The fact that Meatly is focusing on wet food is crucial, given that wet food can emit up to seven times more CO2e than dry pet food. Meanwhile, growing livestock and their feed take up 85% of the UK’s farmland. Meatly’s cultivated chicken, on the other hand, has been found to use up to 64% less land and 28% less water to produce.
And it seems that both farmers and consumers are becoming warmer to the idea of cultivated meat. Reserach by the Royal Agricultural University has found that farmers do recognise the potential benefits of these novel foods. And a 2022 study suggested that even if only a third of Brits would try cultivated meat themselves, nearly half (47%) would feed it to their pets.
The main concern that came out of the latter research was nutrition. “We’ve done a lot of nutritional analysis, safety analysis on the product,” Ensor said. “It shows us a very similar nutritional profile to chicken breast and has all of the essential amino acids, fatty acids, minerals and vitamins that cats and dogs need to thrive.”
Third approval for cultivated meat in 2024
Courtesy: Meatly
Meatly’s approval is a major breakthrough in Europe. For years, the UK has been following the EU’s novel food regulations, even after Brexit. The EU’s complicated framework – partly due to the sheer number of member states – has meant progress on approvals has been non-existent.
The FSA has been attempting to break away from the EU legislation and overhaul the UK’s regulatory process to gain a competitive advantage. Currently, companies face up to 36 months of waiting before they get the go-ahead. But there are concerns that the newly elected Labour government could jeopardise the proposals due to the initial costs involved.
“I think we’re still waiting for a clear perspective from the Labour government. Alternative proteins and biotechnology would seem to fit very well, however, with their push for a sustainable, innovative economy,” said Ensor.
For its part, the FSA said it “welcomes innovations by the animal feed sector” for using alternative proteins like cultivated meat in a safe manner. “The safety of such products, including pet food which is regulated as an animal feed, remains paramount and the FSA closely monitors any new product coming on to the market,” James Cooper, deputy director of food policy at the department, told the Financial Times.
This is the third regulatory approval for cultivated meat globally in 2024. The year began with Israel’s clearance of local cultivated beef producer Aleph Farms, with Australia’s Vow obtaining the go-ahead three months later in Singapore (it is currently under consideration in Australia and New Zealand as well).
Singapore – which was the first country to allow cultivated meat to be sold in 2020 – is also assessing dossiers from Dutch cultivated pork startup Meatly, and French cultivated chicken maker Vital Meat. These followed the US’s clearance of Upside Foods and Good Meat’s cultivated chicken products in June 2023.

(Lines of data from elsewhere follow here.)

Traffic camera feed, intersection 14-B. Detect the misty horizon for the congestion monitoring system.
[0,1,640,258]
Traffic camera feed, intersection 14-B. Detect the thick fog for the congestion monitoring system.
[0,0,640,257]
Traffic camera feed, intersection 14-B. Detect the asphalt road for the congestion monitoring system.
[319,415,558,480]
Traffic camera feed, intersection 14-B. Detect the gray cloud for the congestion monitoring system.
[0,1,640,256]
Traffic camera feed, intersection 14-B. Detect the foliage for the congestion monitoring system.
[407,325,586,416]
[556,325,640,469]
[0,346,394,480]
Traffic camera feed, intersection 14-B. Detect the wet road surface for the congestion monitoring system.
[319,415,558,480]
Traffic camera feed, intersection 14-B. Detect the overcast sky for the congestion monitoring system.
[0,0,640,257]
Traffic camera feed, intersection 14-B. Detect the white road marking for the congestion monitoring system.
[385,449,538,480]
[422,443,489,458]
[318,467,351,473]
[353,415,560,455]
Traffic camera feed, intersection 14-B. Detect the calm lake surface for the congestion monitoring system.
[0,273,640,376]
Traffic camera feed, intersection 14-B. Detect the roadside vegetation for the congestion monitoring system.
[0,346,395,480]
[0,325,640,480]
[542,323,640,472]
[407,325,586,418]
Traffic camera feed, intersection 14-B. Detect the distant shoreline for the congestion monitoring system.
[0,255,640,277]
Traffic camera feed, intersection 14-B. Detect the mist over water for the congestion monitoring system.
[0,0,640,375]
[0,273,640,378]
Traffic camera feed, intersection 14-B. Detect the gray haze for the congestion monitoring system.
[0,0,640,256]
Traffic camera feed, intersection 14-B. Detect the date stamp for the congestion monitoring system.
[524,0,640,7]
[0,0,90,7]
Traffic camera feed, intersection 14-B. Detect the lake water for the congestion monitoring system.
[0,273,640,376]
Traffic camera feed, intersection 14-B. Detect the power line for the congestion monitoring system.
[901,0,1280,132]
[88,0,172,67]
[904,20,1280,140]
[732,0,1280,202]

Aleph Farms and Vital Meat have also filed applications in the UK, but given that their products are made for human consumption, the process is more complex and time-intensive. “If we’re to realise the full potential benefits of cultivated meat – from enhancing food security to supporting the expansion of regenerative farming – the government must invest in the research and infrastructure needed to make it delicious, affordable and accessible for people across the UK,” said GFI Europe’s Pardoe.
And while some governments – like Italy and the US states of Florida and Alabama – have banned cultivated meat, others have made advancements. South Korea is now accepting applications after developing a framework earlier this year, for example, while India is establishing guidance for approvals as well.